The Mudcat Café TM
Thread #101142   Message #2037292
Posted By: Malcolm Douglas
27-Apr-07 - 01:29 PM
Thread Name: Folk Song in England - Lloyd
Subject: RE: Folk Song in England - Lloyd
It was an extremely important work; the first serious attempt at an overview of folk song in England since Sharp's early essay; and with a scope greater than Sharp's book, which was based on, in effect, a geographically limited survey. The references certainly ought to have been more detailed, but there were doubtless practical considerations at work as well as Bert's tendency to gloss over certain (sometimes rather weak) points. Although we all learned a great deal from it, some of that was quite wrong: there are still people who believe, against all the evidence, that 'Hunting the Wren' dates back to the Peasants' Revolt, for instance. Not that Bert actually said that it did; but the ambiguity of his wording gave a lot of people that impression.

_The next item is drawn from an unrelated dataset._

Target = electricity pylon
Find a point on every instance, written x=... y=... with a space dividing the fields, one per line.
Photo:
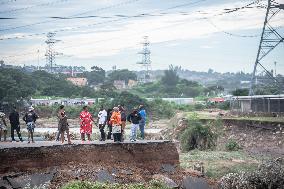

I was thinking only yesterday about what books would be most helpful for newcomers to the subject. Even with its many faults, I'd still recommend Folk Song in England as probably the best place to start, though Georgina Boyes' The Imagined Village ought to follow it, along with Sharp's own English Folk Song: Some Conclusions and David Harker's Fakesong, though the latter is really about the people involved rather the singing tradition itself. Harker's work, in its turn, contains a lot of misleading or unreliable information and is just as ideologically partisan as the people he criticizes, so Chris Bearman's articles are needed as a corrective... and so on.

On the whole, commentators tend to restrict themselves to specific areas of what has become a very big subject, and attempts at a detailed overview have been quite few and far between. They have all been flawed, not least because they have been driven in part by ideology and romanticism of one kind or another. That seems to be almost inevitable; it may be that people capable of considering the whole matter quite dispassionately are insufficiently 'driven' to undertake such a vast job.

On 'The Outlandish Knight', Lloyd was fairly accurate on the distribution of analogues in Europe, though there are probably more than that.